Unlocking the Climate History Captured in Ice

Imagine if it suddenly snowed two feet in your back yard. What would this snow cover? The grass and garden plants would certainly be hidden in the snow, along with your driveway. Maybe you left your bike in the back yard, and it is now buried under this surprise snow. Taller things, such as a picnic table, would still be visible above the snow. Now imagine that this snow did not melt (or maybe only a few inches melted) and then there was another sudden snowstorm of two feet. What would now be sticking out above the snow? What if the snow kept building up over years without melting? How would you learn what had been covered?
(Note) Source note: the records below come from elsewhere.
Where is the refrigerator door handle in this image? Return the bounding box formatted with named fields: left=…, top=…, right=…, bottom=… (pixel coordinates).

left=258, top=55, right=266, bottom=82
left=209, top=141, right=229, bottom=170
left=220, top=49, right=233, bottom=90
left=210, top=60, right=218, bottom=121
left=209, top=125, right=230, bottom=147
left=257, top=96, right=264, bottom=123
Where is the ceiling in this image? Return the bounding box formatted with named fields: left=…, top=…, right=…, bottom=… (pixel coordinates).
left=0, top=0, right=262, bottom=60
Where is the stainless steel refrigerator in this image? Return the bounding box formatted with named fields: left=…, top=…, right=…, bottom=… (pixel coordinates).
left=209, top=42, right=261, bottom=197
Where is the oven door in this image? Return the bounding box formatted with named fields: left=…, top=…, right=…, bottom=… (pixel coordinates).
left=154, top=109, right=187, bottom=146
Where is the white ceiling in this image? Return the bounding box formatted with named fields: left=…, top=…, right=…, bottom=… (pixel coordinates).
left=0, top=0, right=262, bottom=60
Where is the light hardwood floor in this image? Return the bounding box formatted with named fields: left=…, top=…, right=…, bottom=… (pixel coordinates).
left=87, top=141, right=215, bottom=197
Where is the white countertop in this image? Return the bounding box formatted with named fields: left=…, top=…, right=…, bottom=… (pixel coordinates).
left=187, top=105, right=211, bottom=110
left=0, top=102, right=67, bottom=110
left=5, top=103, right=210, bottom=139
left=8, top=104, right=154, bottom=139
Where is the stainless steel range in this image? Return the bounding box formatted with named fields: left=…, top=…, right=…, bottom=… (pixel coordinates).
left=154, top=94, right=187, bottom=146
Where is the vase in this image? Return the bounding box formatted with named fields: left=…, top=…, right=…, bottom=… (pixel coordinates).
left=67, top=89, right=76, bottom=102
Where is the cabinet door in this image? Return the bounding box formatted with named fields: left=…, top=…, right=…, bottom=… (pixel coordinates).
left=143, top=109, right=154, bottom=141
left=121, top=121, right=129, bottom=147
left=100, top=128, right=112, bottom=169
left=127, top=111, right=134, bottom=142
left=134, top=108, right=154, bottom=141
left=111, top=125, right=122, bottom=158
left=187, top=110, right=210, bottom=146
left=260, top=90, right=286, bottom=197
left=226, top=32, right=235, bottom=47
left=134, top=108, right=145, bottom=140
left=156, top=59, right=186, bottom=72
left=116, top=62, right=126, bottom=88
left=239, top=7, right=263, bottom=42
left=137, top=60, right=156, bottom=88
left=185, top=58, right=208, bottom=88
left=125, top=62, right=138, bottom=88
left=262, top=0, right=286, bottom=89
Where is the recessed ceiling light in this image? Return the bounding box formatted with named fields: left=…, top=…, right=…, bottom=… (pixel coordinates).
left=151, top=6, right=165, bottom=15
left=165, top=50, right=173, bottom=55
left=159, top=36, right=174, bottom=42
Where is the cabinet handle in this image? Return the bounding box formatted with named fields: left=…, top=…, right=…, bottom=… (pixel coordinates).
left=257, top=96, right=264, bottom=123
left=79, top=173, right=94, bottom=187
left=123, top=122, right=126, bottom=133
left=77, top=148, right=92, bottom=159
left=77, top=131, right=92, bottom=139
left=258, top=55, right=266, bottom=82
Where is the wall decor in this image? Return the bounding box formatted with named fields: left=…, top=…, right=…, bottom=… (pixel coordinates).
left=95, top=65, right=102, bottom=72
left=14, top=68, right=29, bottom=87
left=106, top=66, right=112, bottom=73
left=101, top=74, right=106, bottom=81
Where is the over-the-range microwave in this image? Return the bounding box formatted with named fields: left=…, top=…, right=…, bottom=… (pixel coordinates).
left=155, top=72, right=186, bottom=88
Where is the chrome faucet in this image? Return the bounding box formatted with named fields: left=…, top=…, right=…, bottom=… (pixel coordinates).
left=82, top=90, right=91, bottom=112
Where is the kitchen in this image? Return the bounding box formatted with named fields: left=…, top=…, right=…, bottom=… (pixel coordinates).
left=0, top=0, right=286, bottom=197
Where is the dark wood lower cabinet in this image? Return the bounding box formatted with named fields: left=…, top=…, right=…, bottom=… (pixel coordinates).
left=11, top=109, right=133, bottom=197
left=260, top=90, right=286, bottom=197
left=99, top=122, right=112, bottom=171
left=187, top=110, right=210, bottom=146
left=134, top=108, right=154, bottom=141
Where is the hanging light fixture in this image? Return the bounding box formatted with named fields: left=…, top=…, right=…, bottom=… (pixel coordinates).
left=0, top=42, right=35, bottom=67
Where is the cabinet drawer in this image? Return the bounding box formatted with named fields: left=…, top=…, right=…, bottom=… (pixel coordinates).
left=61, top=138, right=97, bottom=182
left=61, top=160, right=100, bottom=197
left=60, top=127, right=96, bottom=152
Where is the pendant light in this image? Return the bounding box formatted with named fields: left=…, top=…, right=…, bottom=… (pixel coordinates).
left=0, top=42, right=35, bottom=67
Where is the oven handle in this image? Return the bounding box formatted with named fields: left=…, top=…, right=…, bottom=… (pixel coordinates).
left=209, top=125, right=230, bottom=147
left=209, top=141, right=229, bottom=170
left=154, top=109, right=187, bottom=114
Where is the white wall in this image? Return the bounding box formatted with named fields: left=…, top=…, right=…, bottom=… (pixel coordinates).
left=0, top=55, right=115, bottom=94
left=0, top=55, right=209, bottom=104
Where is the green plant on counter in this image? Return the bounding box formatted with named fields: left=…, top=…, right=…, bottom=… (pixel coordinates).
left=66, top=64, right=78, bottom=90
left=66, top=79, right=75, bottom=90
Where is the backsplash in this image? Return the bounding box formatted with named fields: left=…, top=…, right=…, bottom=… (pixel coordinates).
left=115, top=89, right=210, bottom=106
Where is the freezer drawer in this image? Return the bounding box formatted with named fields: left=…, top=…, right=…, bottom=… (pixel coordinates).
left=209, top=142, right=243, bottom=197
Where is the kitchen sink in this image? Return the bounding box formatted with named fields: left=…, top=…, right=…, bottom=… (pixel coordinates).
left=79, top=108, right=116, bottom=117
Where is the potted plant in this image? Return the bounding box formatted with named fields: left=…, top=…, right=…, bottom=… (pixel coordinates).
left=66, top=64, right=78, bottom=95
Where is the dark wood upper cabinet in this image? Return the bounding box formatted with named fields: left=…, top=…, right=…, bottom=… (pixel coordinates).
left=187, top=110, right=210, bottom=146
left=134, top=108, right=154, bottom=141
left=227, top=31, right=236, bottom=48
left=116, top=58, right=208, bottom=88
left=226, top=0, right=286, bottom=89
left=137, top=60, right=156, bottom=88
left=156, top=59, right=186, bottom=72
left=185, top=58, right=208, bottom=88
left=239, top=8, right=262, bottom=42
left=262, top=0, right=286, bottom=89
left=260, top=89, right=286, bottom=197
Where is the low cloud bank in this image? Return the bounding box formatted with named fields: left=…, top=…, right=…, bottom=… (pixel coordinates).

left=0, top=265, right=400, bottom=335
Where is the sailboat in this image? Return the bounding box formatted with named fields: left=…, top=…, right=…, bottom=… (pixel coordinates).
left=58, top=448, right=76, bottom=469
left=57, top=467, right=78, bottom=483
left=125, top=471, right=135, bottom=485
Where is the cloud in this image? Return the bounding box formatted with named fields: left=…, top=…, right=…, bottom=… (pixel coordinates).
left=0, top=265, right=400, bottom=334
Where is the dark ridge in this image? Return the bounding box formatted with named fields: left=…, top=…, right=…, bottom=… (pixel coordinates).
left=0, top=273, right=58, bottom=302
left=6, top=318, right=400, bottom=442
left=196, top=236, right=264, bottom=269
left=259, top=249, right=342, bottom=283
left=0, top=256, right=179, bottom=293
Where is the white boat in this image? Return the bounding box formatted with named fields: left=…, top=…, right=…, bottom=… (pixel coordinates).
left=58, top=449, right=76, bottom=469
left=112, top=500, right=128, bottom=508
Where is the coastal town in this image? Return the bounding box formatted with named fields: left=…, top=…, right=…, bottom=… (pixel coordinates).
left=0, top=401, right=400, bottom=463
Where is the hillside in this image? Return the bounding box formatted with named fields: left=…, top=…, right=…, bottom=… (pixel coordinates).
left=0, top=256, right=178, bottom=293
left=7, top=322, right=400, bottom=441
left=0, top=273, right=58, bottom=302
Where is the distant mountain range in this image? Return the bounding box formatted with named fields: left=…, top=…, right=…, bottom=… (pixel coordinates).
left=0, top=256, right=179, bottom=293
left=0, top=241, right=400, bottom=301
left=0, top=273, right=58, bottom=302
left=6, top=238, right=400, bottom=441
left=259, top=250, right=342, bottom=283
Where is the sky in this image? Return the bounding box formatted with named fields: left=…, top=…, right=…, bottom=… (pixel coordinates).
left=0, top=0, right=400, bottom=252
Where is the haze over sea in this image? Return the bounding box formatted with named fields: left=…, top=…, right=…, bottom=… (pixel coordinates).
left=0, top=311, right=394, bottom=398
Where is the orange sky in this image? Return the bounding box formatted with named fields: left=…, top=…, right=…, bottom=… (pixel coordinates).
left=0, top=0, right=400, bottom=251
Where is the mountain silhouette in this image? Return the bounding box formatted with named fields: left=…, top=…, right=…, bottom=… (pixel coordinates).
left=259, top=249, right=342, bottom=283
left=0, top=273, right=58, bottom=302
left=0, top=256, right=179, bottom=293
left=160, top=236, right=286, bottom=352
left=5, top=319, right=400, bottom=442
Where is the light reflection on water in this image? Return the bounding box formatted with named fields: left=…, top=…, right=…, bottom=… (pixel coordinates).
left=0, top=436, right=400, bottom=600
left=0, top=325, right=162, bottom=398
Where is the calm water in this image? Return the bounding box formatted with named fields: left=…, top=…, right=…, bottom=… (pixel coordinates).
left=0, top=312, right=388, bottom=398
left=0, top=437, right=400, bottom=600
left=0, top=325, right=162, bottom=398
Now imagine Antarctica and Greenland – places where snow builds year after year. Scientists in these places learn about Earth’s past climate (paleoclimate) by studying ice cores from glaciers and ice sheets.


Glaciers and ice sheets form on land when snow builds year after year, and where the amount of snow that accumulates in a year is greater than the amount of snow that melts or moves downslope. The snow that started out as a fluffy covering begins to compact under its own weight and the weight of overlying new snow. Eventually the snow compacts to the point where it becomes ice, and the accumulated weight causes the ice to flow. Continent-sized bodies of this slow-moving ice, called ice sheets, are found in Antarctica and Greenland.
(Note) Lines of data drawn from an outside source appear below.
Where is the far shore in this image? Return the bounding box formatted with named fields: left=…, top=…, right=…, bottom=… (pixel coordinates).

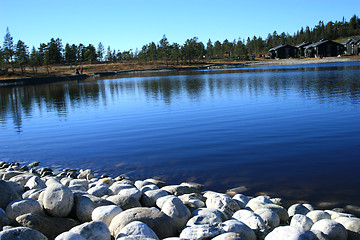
left=0, top=56, right=360, bottom=87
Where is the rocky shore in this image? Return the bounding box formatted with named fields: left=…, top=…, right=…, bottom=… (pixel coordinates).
left=0, top=162, right=360, bottom=240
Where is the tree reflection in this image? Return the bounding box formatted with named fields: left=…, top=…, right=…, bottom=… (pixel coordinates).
left=0, top=66, right=360, bottom=132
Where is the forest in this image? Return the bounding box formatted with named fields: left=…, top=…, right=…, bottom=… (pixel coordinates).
left=0, top=15, right=360, bottom=73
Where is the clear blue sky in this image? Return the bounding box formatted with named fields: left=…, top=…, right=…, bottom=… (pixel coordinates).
left=0, top=0, right=360, bottom=51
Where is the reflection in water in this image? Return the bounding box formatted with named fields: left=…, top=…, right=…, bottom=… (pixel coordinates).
left=0, top=63, right=360, bottom=132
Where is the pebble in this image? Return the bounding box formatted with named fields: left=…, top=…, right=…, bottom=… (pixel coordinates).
left=0, top=162, right=360, bottom=240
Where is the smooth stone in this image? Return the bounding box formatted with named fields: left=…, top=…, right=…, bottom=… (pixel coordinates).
left=180, top=225, right=223, bottom=240
left=25, top=176, right=46, bottom=189
left=335, top=217, right=360, bottom=240
left=265, top=226, right=310, bottom=240
left=220, top=219, right=256, bottom=240
left=116, top=221, right=159, bottom=240
left=87, top=186, right=114, bottom=197
left=232, top=193, right=250, bottom=209
left=5, top=198, right=43, bottom=221
left=0, top=227, right=48, bottom=240
left=290, top=214, right=314, bottom=231
left=109, top=182, right=136, bottom=194
left=205, top=194, right=240, bottom=219
left=69, top=222, right=111, bottom=240
left=0, top=208, right=10, bottom=227
left=16, top=213, right=79, bottom=239
left=288, top=203, right=314, bottom=217
left=106, top=195, right=141, bottom=210
left=109, top=207, right=178, bottom=239
left=161, top=196, right=191, bottom=232
left=255, top=208, right=286, bottom=230
left=311, top=219, right=348, bottom=240
left=306, top=210, right=331, bottom=223
left=233, top=209, right=269, bottom=239
left=91, top=205, right=122, bottom=227
left=21, top=189, right=44, bottom=200
left=55, top=232, right=86, bottom=240
left=192, top=208, right=227, bottom=222
left=75, top=194, right=114, bottom=222
left=140, top=188, right=168, bottom=207
left=161, top=185, right=201, bottom=196
left=118, top=187, right=142, bottom=201
left=43, top=181, right=74, bottom=217
left=0, top=180, right=21, bottom=209
left=77, top=169, right=94, bottom=180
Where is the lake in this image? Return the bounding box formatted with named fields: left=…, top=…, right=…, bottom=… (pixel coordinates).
left=0, top=61, right=360, bottom=205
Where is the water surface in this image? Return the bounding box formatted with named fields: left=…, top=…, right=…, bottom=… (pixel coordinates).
left=0, top=62, right=360, bottom=204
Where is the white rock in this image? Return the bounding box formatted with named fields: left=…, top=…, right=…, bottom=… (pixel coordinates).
left=335, top=217, right=360, bottom=240
left=180, top=225, right=223, bottom=240
left=162, top=196, right=191, bottom=231
left=116, top=221, right=159, bottom=240
left=91, top=205, right=122, bottom=227
left=311, top=219, right=348, bottom=240
left=221, top=219, right=256, bottom=240
left=55, top=232, right=86, bottom=240
left=255, top=208, right=280, bottom=230
left=205, top=194, right=240, bottom=219
left=233, top=209, right=268, bottom=239
left=233, top=193, right=250, bottom=208
left=288, top=203, right=314, bottom=217
left=69, top=222, right=111, bottom=240
left=306, top=210, right=331, bottom=223
left=118, top=187, right=142, bottom=201
left=265, top=226, right=309, bottom=240
left=25, top=176, right=46, bottom=189
left=43, top=181, right=74, bottom=217
left=290, top=214, right=314, bottom=231
left=5, top=198, right=43, bottom=221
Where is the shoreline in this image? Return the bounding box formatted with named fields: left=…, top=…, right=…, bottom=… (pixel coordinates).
left=0, top=161, right=360, bottom=240
left=0, top=58, right=360, bottom=87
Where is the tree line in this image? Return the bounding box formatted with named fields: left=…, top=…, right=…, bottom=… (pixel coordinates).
left=0, top=15, right=360, bottom=73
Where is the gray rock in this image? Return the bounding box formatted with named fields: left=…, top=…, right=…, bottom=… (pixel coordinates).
left=75, top=195, right=114, bottom=222
left=255, top=208, right=286, bottom=230
left=0, top=180, right=21, bottom=209
left=180, top=225, right=223, bottom=240
left=311, top=219, right=348, bottom=240
left=232, top=193, right=250, bottom=208
left=306, top=210, right=331, bottom=223
left=16, top=213, right=79, bottom=239
left=221, top=219, right=256, bottom=240
left=288, top=203, right=314, bottom=217
left=5, top=198, right=43, bottom=221
left=25, top=176, right=46, bottom=189
left=206, top=194, right=240, bottom=219
left=162, top=197, right=191, bottom=232
left=69, top=222, right=111, bottom=240
left=116, top=221, right=159, bottom=240
left=140, top=188, right=168, bottom=207
left=55, top=232, right=86, bottom=240
left=43, top=181, right=74, bottom=217
left=233, top=209, right=268, bottom=239
left=0, top=227, right=48, bottom=240
left=91, top=205, right=122, bottom=227
left=106, top=195, right=141, bottom=210
left=265, top=226, right=309, bottom=240
left=335, top=217, right=360, bottom=240
left=0, top=208, right=10, bottom=227
left=290, top=214, right=314, bottom=231
left=109, top=207, right=178, bottom=239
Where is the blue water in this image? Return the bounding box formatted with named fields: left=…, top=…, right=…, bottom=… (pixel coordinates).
left=0, top=62, right=360, bottom=204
Ice sheets are so large that they flow outward in all directions from the center, and flow faster in areas where there is less resistance (downslope and between mountain ranges). Smaller bodies of moving ice, though still quite large to the human eye, are known as glaciers. Glaciers may be part of an ice sheet where it is moving through a passage or they can be moving ice in an ice field at the top of or between high mountains.

The snow that creates glaciers and ice sheets falls in seasonal cycles, which are apparent as layers in the ice. A thick layer of snow is added during the wet, snowy season; a thinner (sometimes dusty) layer is added during the dry season. Glaciers tend to have approximately 1,000 to 10,000 layers, while parts of the Antarctic ice sheet have up to 800,000 annual layers.

Annual layers in Peru’s Quelccaya glacier in 1977. The thick layers show the wet season while thinner layers show the dry season. Photo courtesy of Lonnie Thompson.


Ice cores are cylinders of ice that are drilled from the surface of a glacier or an ice sheet down to the bedrock underneath. By drilling through the entire glacier, scientists obtain ice from every layer, allowing them to learn more about the conditions every year at that location. For this reason, they choose areas where the ice is not moving very much. The oldest ice is at the bottom of the glacier. It is important to drill down to the contact between the ice and the bedrock in order to obtain a continuous record to the oldest ice possible at that site.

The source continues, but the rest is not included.